Danno causato al paziente da un intervento per il quale non è stato acquisito il consenso informato
Il consenso informato è un diritto del paziente riconosciuto sia sul piano nazionale, alla luce degli artt. 2, 13 e 32, comma 2 della Costituzione sia sul piano sovranazionale, art. 3 della Dichiarazione Universale dei diritti umani.
E’ espressione della libertà di autodeterminazione del singolo, il quale ai sensi dell’art. 32, comma 2 Cost. ha il diritto di rifiutare le cure, salvo i casi espressamente previsti dalla legge di trattamenti sanitari obbligatori e coperti da riserva assoluta di legge.
Ha trovato la sua regolamentazione nella L. n. 219 del 2017, il cui art. 1, rubricato per l’appunto “consenso informato”, da attuazione ai principi di diritto cui agli artt. 2, 13 e 32 Cost. nonché sanciti dalla Carta di Nizza.
Ai fini della liceità dell’intervento medico è pertanto necessario che il consenso sia fornito personalmente dal paziente in modo esplicito, che il paziente sia informato dell’esito dell’intervento e delle eventuali conseguenze, per il tramite di moduli standardizzati o per informativa del medico curante e, inoltre, il consenso deve essere attuale, specifico e sempre revocabile.
Fissati i limiti normativi del consenso informato, esaminiamo le conseguenze derivanti dal loro mancato adempimento.

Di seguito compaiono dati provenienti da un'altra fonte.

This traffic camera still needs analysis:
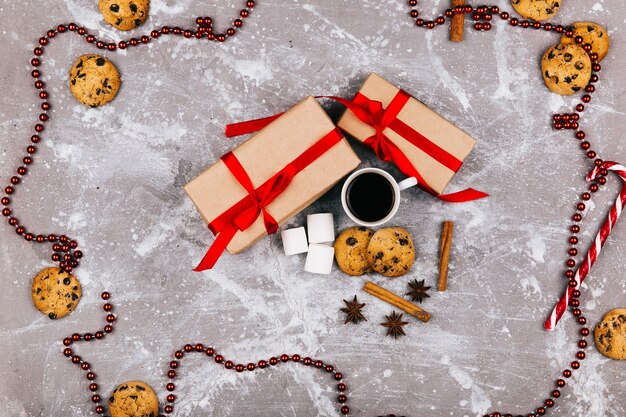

La giurisprudenza ha infatti da sempre riconosciuto un danno all’autodeterminazione del paziente, autonomo e indipendente rispetto al danno alla salute, derivante quindi dall’inadempimento di obblighi diversi: per l’autodeterminazione, il riferimento è a quelli gravanti sul medico; per la salute a quelli di protezione e cura.
La conseguenza dannosa si sostanzia in un pregiudizio non patrimoniale, il c.d. “stupor”, ossia la sofferenza interiore e soggettiva di non aver potuto disporre liberamente di sé, danno come tale risarcibile ai sensi dell’art. 2059 c.c.
La Corte di Cassazione ha statuito in virtù del principio di vicinanza della prova ha stabilito come il paziente che agisca in giudizio sarà gravato da un duplice onere: dovrà allegare sia l’inadempimento del consenso informativo sia un fatto attinente alla propria sfera soggettiva, rappresentato dal suo eventuale rifiuto. Deve trattarsi di un fatto sopravvenuto che il sanitario non avrebbe potuto prevedere e che il paziente può provare con ogni mezzo. Dovrà da ultimo provare il danno – conseguenza dell’inadempimento, rappresentato dallo stupor subito.